Analyzing experimental data on Extensive Air Showers (EAS) or planning corresponding experiments requires a detailed theoretical modeling of the cascade which develops when a high energy primary particle enters the atmosphere. This can only be achieved by detailed Monte Carlo calculations, taking into account all knowledge of high energy strong and electromagnetic interactions.
Therefore, a number of computer programs has been written to simulate the development of EAS in the atmosphere and a considerable number of publications exists discussing the results of such calculations.
A common feature of all these publications is that it is difficult, if not impossible, to ascertain in detail which assumptions have been made in the programs for the interaction models, which approximations have been employed to reduce computer time, how experimental data have been converted into the unmeasured quantities required in the calculations (such as nucleus-nucleus cross sections, e.g.) etc.
This is the more embarrassing, since our knowledge of high energy interactions - though much better today than ten years ago - is still incomplete in important features. This makes results from different groups difficult to compare, to say the least. In addition, the relevant programs are of a considerable size which - as experience shows - makes programming errors almost unavoidable, in spite of all undoubted efforts of the authors.

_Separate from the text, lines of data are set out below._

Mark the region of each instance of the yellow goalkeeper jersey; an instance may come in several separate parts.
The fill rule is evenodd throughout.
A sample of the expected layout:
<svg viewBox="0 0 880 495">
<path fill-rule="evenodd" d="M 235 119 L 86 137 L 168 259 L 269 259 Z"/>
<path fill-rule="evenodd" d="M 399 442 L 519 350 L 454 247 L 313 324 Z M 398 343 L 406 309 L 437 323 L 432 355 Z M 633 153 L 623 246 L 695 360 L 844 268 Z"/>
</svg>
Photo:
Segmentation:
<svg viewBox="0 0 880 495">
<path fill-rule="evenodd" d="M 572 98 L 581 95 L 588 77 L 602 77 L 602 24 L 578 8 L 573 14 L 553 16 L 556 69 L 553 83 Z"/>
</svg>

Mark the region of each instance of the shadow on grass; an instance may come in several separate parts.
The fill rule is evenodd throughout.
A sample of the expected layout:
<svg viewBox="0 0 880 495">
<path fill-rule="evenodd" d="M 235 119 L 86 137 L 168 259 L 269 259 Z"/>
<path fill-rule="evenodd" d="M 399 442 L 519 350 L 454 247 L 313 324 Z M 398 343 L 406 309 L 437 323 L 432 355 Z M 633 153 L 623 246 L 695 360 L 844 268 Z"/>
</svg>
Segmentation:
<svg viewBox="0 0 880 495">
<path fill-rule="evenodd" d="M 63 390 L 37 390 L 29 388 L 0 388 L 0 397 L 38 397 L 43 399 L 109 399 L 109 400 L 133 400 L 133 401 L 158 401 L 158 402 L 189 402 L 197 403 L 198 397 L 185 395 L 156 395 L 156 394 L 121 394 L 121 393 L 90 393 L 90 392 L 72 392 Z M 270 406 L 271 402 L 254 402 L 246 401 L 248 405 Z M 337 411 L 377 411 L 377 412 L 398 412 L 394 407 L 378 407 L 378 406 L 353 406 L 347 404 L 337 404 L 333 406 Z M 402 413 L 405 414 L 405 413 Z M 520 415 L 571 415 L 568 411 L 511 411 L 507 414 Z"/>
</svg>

We therefore feel that further progress in the field of EAS simulation will only be achieved, if the groups engaged in this work make their programs available to (and, hence, checkable by) other colleagues. This procedure has been adopted in high energy physics and has proved to be very successful.
It is in the spirit of these remarks, that we describe the physics underlying the CORSIKA program developed during the last years at Karlsruhe in our Physics Description. A complete listing of the program including all options is available from our server on request, see our download-section.
We invite all colleagues interested in EAS simulation to propose improvements, point out errors or bring forward reservations concerning assumptions or approximations which we have made. We feel that this is a necessary next step to improve our understanding of EAS.